Cole, who has been with the department since 1990, was chosen as chief from three candidates because of his “intelligence, his hardworking ethics and most of all, his integrity,” Commissioner of Public Safety Ron Kim said in announcing the appointment Friday afternoon.
Cole, 44, a city native whose father reached assistant chief in the department, has two daughters; they attended Friday’s news conference along with his parents and sister. A swearing-in ceremony will take place by Dec. 13, when Cole will start as chief, Kim said.
Cole will be paid at least $89,357, the starting salary for chief. He may make more than that because of “steps” he has accrued, but that figure was not available Friday, said Eileen Finneran, deputy public safety commissioner.
Cole said he looks forward to working with Rick Wirth, who was elected the new public safety commissioner and will start in January.
“It is with bittersweet emotions that I take on this new challenge, and I know that expectations will be high,” Cole said.
He called budgeted staffing levels “unacceptable” and said layoffs must not happen again.
Even though the chief appointment has been made, the budget still calls for seven officers — about 10 percent of the department — to be laid off Jan. 1. Because the current chief is retiring, the department will actually be down eight people. The City Council would have to amend the budget to allow one officer to retain his or her job, Cole said, and only reduce the payroll by seven. He said he has thought about how to restructure the department with fewer officers, but isn’t prepared to talk about it. “We’re still going to answer calls,” he said.
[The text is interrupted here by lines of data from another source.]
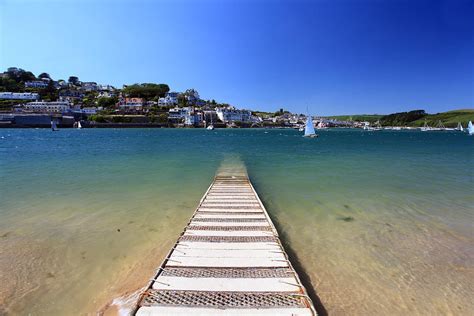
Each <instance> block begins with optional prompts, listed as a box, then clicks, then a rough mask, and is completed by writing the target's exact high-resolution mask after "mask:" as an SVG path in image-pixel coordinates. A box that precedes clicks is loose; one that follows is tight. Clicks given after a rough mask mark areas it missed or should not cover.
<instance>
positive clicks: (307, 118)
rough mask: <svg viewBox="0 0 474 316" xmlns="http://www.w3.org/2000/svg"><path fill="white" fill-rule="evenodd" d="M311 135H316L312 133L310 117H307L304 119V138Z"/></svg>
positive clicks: (312, 129)
mask: <svg viewBox="0 0 474 316" xmlns="http://www.w3.org/2000/svg"><path fill="white" fill-rule="evenodd" d="M311 135H316V132H315V131H314V126H313V120H312V119H311V116H310V115H308V118H307V119H306V126H305V129H304V136H311Z"/></svg>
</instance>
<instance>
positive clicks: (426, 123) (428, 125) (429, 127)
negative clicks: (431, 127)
mask: <svg viewBox="0 0 474 316" xmlns="http://www.w3.org/2000/svg"><path fill="white" fill-rule="evenodd" d="M420 130H421V131H422V132H427V131H430V130H431V127H429V125H428V121H427V120H426V119H425V124H424V125H423V127H422V128H420Z"/></svg>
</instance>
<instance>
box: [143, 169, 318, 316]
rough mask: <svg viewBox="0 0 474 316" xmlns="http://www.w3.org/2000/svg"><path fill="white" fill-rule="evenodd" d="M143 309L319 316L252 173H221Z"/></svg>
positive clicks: (144, 314) (153, 284)
mask: <svg viewBox="0 0 474 316" xmlns="http://www.w3.org/2000/svg"><path fill="white" fill-rule="evenodd" d="M135 314H136V315H141V316H143V315H213V314H214V315H315V314H316V313H315V311H314V308H313V305H312V302H311V300H310V299H309V297H308V296H307V294H306V291H305V289H304V287H303V286H302V284H301V282H300V279H299V277H298V275H297V274H296V272H295V271H294V269H293V267H292V265H291V263H290V261H289V260H288V257H287V255H286V253H285V251H284V249H283V247H282V245H281V243H280V240H279V238H278V233H277V231H276V229H275V227H274V226H273V223H272V221H271V219H270V217H269V216H268V213H267V212H266V210H265V207H264V206H263V204H262V203H261V201H260V199H259V198H258V195H257V193H256V192H255V190H254V188H253V186H252V184H251V183H250V181H249V179H248V177H247V176H246V175H239V176H236V175H232V174H226V175H224V176H222V175H220V176H217V177H216V178H215V179H214V182H213V183H212V184H211V186H210V187H209V189H208V191H207V192H206V194H205V195H204V197H203V198H202V200H201V202H200V204H199V206H198V208H197V210H196V212H195V213H194V215H193V217H192V218H191V220H190V221H189V224H188V226H187V227H186V228H185V230H184V232H183V233H182V235H181V236H180V237H179V239H178V241H177V243H176V244H175V246H174V247H173V249H172V250H171V251H170V253H169V254H168V256H167V258H166V259H165V260H164V262H163V263H162V265H161V266H160V268H159V270H158V272H157V275H156V276H155V278H154V279H153V280H152V281H151V282H150V284H149V286H148V288H147V289H146V291H144V293H142V295H141V296H140V299H139V301H138V305H137V309H136V310H135Z"/></svg>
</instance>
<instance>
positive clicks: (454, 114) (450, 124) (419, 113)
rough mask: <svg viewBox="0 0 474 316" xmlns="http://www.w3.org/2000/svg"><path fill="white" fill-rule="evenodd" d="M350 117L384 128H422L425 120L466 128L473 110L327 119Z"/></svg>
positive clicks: (412, 112) (470, 117)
The current chief, Edward Moore, will retire Dec. 12 after 34 years with the department. He praised Cole. “He’s been my right hand man over the last several years,” Moore said.
Moore also joked about the significant height difference between himself and the tall Cole: “There is a budget crisis, so I thought it only appropriate to offer Chris all of my uniforms.”
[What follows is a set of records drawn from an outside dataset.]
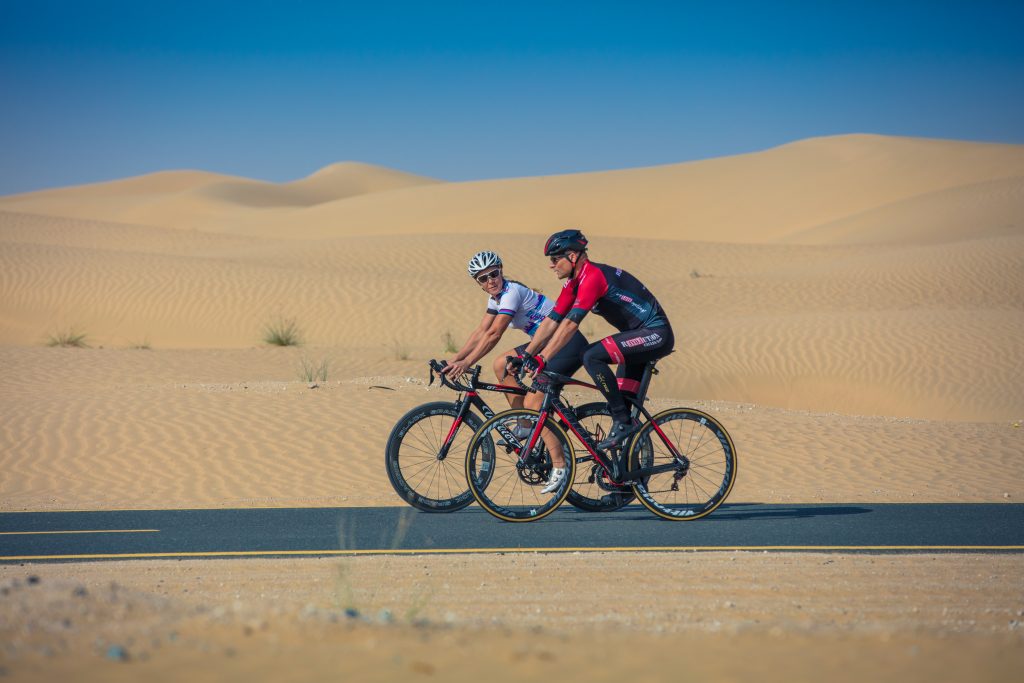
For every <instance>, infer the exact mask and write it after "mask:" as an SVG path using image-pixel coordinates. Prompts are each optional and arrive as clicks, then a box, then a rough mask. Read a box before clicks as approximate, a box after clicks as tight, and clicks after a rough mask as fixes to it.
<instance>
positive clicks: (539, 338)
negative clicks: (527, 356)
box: [525, 317, 558, 355]
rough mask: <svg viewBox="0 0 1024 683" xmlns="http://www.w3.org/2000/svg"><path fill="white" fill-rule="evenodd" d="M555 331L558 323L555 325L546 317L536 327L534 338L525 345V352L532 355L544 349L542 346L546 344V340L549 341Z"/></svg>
mask: <svg viewBox="0 0 1024 683" xmlns="http://www.w3.org/2000/svg"><path fill="white" fill-rule="evenodd" d="M557 329H558V323H555V322H554V321H553V319H551V318H550V317H546V318H544V319H543V321H541V324H540V325H539V326H538V327H537V332H535V333H534V338H532V339H531V340H529V343H528V344H526V350H525V352H526V353H528V354H530V355H532V354H534V353H537V352H538V351H540V350H541V349H542V348H544V345H545V344H547V343H548V340H549V339H551V335H553V334H554V333H555V330H557Z"/></svg>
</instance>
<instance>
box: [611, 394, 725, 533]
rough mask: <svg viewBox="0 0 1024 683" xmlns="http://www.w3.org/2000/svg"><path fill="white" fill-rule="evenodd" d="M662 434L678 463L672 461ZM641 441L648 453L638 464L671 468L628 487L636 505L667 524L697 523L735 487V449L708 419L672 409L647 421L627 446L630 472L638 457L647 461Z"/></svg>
mask: <svg viewBox="0 0 1024 683" xmlns="http://www.w3.org/2000/svg"><path fill="white" fill-rule="evenodd" d="M655 426H656V427H657V431H655V429H654V428H655ZM662 434H665V436H666V437H667V438H668V439H669V440H670V441H671V442H672V443H673V444H674V445H675V446H676V449H677V451H678V452H679V453H680V455H681V456H682V457H683V459H684V461H680V460H679V459H677V458H676V457H675V455H674V454H673V453H672V451H671V450H670V449H669V446H668V444H667V443H666V441H665V439H664V438H663V436H662ZM645 441H646V442H648V443H650V444H651V449H652V452H651V456H652V458H651V459H649V460H647V462H644V463H643V464H644V465H645V466H649V465H652V466H655V467H657V466H660V465H672V464H675V465H676V467H675V469H673V470H671V471H667V472H660V473H655V474H651V475H649V476H647V477H645V478H644V479H643V480H640V481H634V482H633V490H634V493H635V494H636V497H637V500H638V501H640V503H641V504H642V505H643V506H644V507H645V508H647V509H648V510H650V511H651V512H653V513H654V514H655V515H657V516H658V517H662V518H663V519H671V520H673V521H692V520H695V519H700V518H701V517H706V516H708V515H710V514H711V513H712V512H714V511H715V509H716V508H718V506H720V505H721V504H722V503H723V502H724V501H725V499H726V498H727V497H728V496H729V492H731V490H732V486H733V484H735V482H736V465H737V461H736V449H735V445H734V444H733V442H732V437H731V436H729V432H727V431H726V429H725V427H723V426H722V424H721V423H720V422H719V421H718V420H716V419H715V418H713V417H712V416H710V415H708V414H707V413H703V412H701V411H697V410H693V409H682V408H674V409H669V410H668V411H663V412H662V413H658V414H657V415H655V416H654V417H652V418H651V420H650V422H648V423H647V424H645V425H644V426H643V427H642V428H641V429H640V431H639V432H637V434H636V436H635V437H634V439H633V440H632V442H631V443H630V451H629V461H628V462H629V467H630V469H631V470H636V469H639V467H640V466H641V458H647V457H648V456H646V455H645V454H643V453H642V444H643V443H644V442H645ZM680 482H682V485H681V486H680Z"/></svg>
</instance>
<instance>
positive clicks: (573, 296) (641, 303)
mask: <svg viewBox="0 0 1024 683" xmlns="http://www.w3.org/2000/svg"><path fill="white" fill-rule="evenodd" d="M591 310H593V311H594V312H595V313H597V314H598V315H600V316H601V317H603V318H604V319H606V321H607V322H608V323H609V324H611V326H612V327H614V328H615V329H616V330H620V331H626V330H639V329H640V328H660V327H665V326H667V325H669V318H668V316H666V314H665V311H664V310H663V309H662V306H660V305H659V304H658V303H657V299H655V298H654V295H653V294H651V293H650V292H649V291H648V290H647V288H646V287H644V286H643V284H642V283H641V282H640V281H639V280H637V279H636V278H634V276H633V275H631V274H630V273H628V272H626V271H625V270H623V269H622V268H616V267H614V266H611V265H605V264H603V263H594V262H593V261H586V262H585V263H584V264H583V267H582V268H581V269H580V272H579V273H577V275H575V278H571V279H569V280H568V282H566V283H565V285H564V286H563V287H562V292H561V294H559V295H558V300H557V301H556V302H555V306H554V308H552V310H551V312H550V313H548V317H550V318H551V319H553V321H555V322H556V323H558V322H560V321H561V319H562V318H564V317H567V318H569V319H570V321H572V322H573V323H575V324H577V325H579V324H580V321H582V319H583V318H584V316H585V315H587V313H588V312H590V311H591Z"/></svg>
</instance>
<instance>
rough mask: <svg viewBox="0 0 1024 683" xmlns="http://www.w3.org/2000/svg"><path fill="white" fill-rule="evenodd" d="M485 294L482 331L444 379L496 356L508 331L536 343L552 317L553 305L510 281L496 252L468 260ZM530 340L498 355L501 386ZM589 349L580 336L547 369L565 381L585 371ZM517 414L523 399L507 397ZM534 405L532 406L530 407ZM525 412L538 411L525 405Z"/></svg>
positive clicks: (446, 370) (498, 368) (458, 359)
Cole was emotional in his acceptance speech, citing his father’s service to the Police Department as an inspiration.
“It was because of his support that I chose this career path,” he said, choking up as he looked at his father.
Gene Cole, who retired in 1994 after 30 years with the department, said he is proud of his son but knows he faces a tough job.
“I know what losing seven people means. Somebody has to answer those calls.”
Kim said he plans to interview other officers to move up the ladder to be assistant chief in the four weeks before he leaves office.
Cole, a graduate of SUNY-Plattsburgh, was one of three candidates in the police department eligible for the job, along with Capt. Michael Biss and Lt. Michael Chowske.
“No matter who I choose, it’s always a very difficult choice,” Kim said in his announcement.
He praised both Biss, a veteran of the war in Afghanistan, and Chowske, who leads the evening shift and started the two-horse policing program. That is slated to be cut next year, something that neither Cole nor Chowske want. The animals’ housing is donated, so the city pays only $4,000 a year to feed them and get them veterinary care.
That makes Jupiter and King Tut the lowest-paid members of the force by far.
“The equines, as far as I’m concerned, are absolutely successful,” Cole said in an interview after the appointment was announced. The horses are used to break up crowds, keep nighttime fight situations from getting violent and to get police officers to areas on the street quickly.
“People listen to horses. They don’t listen to cops,” Cole said.